In the late 1930s, Gemberling married a well known Philadelphia architect, W. R. Morton Keast, and remained married to him until his death. Keast had two daughters by a prior marriage. (Note: Gemberling's step-daughters were Collette and Laurette Keast.) He and Gemberling had no children. (Note: Keast's first wife was Susette Schultz Keast. She was born in 1892 and died in 1932. She was a prominent Philadelphia artist, Orientalist, and member of the Philadelphia Ten group of artists. She exhibited frequently at the Plastic Club and was for some years its president.) Keast was the chief designer for the architectural firm run by John T. Windrim.

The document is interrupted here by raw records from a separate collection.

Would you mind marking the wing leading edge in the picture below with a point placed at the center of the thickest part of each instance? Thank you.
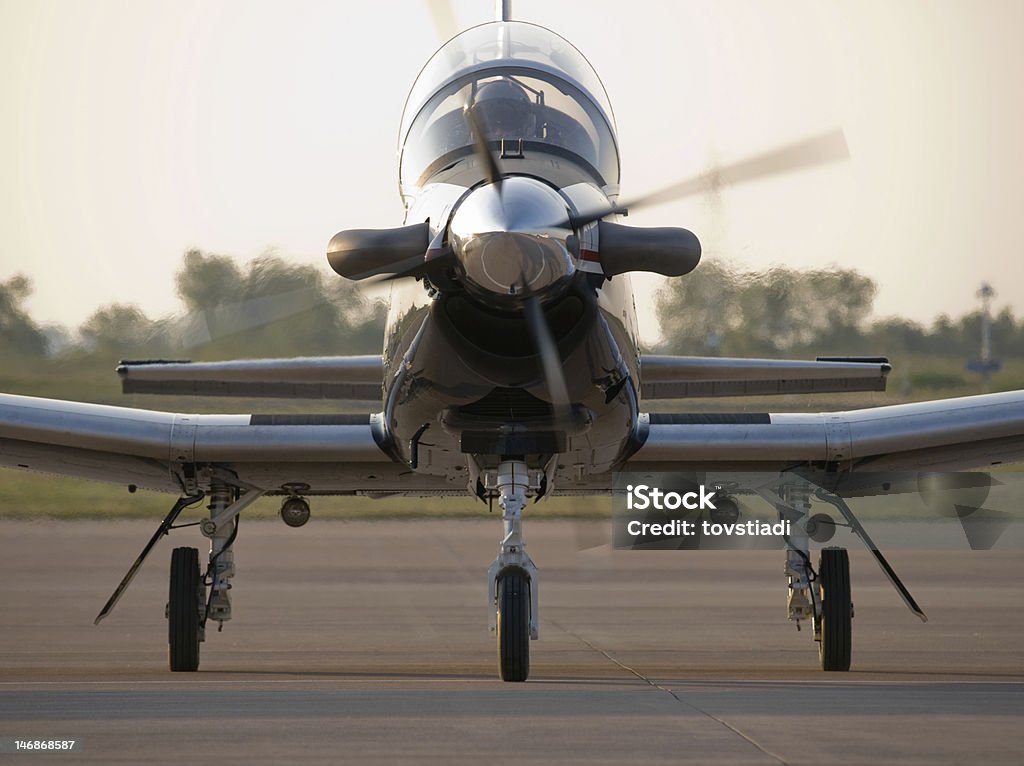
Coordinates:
(168, 452)
(352, 378)
(683, 377)
(971, 432)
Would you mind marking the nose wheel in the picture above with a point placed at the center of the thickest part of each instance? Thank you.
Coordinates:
(513, 625)
(512, 579)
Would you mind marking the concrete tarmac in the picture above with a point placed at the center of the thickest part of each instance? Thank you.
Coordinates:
(357, 642)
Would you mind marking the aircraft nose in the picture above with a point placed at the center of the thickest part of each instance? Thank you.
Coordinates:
(509, 236)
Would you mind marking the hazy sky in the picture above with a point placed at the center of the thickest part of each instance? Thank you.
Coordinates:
(131, 131)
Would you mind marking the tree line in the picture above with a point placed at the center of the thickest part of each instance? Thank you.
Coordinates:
(269, 307)
(720, 310)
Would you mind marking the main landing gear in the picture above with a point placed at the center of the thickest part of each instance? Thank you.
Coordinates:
(512, 579)
(824, 595)
(194, 598)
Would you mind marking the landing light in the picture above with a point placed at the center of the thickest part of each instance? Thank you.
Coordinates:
(295, 511)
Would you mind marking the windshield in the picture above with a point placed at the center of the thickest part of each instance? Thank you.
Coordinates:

In the 1920s and 1930s he designed a number of major buildings in Philadelphia including the Franklin Institute, the Municipal Court Building, the Wannamaker's Men's Store (now known as One South Broad, and the Fidelity Bank Building. He was born in Germantown in 1888 and died Bala Cynwyd in 1873.

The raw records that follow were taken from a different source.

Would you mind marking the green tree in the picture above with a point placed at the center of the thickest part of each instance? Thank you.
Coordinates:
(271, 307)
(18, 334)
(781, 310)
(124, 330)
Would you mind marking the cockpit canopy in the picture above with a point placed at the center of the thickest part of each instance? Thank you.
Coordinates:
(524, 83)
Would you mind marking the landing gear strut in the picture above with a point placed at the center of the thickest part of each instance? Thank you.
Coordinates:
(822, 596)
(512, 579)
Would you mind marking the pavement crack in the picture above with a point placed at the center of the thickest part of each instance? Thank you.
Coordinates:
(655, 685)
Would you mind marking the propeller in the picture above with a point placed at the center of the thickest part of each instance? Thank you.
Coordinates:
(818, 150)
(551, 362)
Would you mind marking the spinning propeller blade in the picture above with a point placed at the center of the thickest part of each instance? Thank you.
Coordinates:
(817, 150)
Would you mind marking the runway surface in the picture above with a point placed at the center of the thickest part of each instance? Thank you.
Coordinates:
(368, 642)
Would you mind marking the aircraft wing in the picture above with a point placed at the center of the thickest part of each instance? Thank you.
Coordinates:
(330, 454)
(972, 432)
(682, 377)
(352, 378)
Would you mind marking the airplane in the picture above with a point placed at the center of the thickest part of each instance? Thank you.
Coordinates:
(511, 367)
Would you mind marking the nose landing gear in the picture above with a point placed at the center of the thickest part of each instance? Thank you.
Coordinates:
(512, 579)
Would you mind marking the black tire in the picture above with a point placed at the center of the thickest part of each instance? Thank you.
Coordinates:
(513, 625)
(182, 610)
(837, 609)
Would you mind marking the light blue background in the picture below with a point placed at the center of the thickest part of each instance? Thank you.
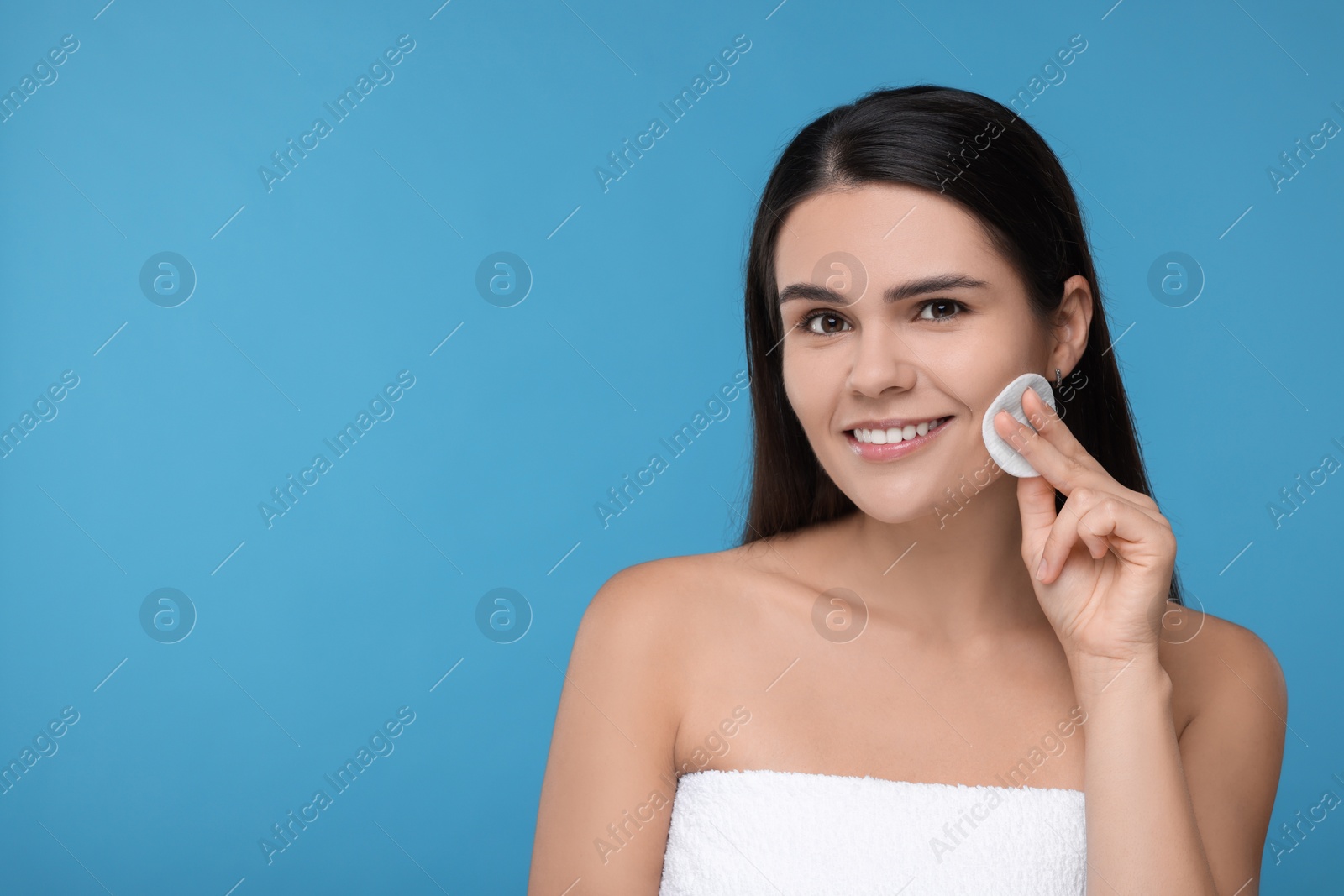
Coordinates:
(363, 259)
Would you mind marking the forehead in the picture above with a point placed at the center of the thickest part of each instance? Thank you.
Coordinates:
(894, 231)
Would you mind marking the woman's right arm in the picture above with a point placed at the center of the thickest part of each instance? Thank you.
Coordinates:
(606, 797)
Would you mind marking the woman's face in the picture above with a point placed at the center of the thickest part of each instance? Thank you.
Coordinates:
(900, 316)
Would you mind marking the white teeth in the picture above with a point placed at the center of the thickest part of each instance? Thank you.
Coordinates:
(894, 436)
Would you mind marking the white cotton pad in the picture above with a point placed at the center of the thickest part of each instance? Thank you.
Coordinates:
(1010, 401)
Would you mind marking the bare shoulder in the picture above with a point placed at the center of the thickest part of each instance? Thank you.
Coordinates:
(1218, 665)
(671, 605)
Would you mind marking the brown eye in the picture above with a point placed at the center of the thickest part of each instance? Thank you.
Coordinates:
(826, 322)
(938, 309)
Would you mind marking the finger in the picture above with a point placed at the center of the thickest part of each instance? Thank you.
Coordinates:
(1037, 504)
(1105, 523)
(1053, 429)
(1059, 470)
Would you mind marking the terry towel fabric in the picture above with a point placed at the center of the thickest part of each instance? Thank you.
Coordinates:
(743, 833)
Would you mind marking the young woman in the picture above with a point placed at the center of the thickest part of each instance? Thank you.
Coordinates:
(918, 673)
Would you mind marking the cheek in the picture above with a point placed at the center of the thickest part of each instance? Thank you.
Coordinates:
(806, 387)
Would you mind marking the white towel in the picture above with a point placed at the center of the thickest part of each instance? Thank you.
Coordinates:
(741, 833)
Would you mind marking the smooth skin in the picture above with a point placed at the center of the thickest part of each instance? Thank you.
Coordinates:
(965, 661)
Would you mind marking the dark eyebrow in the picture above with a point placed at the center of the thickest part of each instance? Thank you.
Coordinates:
(921, 286)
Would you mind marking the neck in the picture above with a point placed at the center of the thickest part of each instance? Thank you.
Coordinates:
(945, 577)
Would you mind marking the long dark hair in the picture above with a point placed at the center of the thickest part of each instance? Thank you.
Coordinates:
(936, 139)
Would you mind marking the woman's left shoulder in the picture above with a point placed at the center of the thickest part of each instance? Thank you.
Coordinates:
(1218, 667)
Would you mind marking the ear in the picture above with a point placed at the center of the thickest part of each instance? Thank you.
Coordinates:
(1073, 322)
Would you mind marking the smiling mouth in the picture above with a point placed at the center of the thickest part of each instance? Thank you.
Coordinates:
(895, 436)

From the late 1940s through the 1960s, Gemberling was active in Philadelphia society. The great-granddaughter of a Revolutionary War veteran (Johann Jacob Gemberling), she joined and became leader (Regent) of the Thomas Leiper chapter of the Daughters of the American Revolution. (Note: See also the DAR research databases and the "Gemberlings in America" web site.) She was also an active member of the Pennsylvania Chapter of the National Society of Daughters of Founders and Patriots of America, the National Society of the Colonial Dames of America, and the Pennsylvania Society of New England Women. Gemberling was an avid gardener and member of the Philadelphia Society of Little Gardens. (Note: She maintained an indoor garden in her town house on Rittenhouse Street which she opened to visitors during local garden visiting events.) She died on December 26, 1997, and was buried in the West Laurel Hill Cemetery, Bala Cynwyd.

Other names

Gemberling's full name was Grace Thorp Gemberling. Thorp was her mother's maiden name; it is sometimes given as Thorpe. She commonly used Grace Gemberling prior to her marriage although sometimes she would use Grace T. Gemberling. The New York Times usually referred to her as Grace Thorp Gemberling. (Note: Once or twice The Philadelphia Inquirer also used Grace Thorp Gemberling.) In addition to these name usages, following her marriage she was also called Grace Gemberling Keast, Grace Keast, Grace G. Keast, or Mrs. W. R. Morton Keast.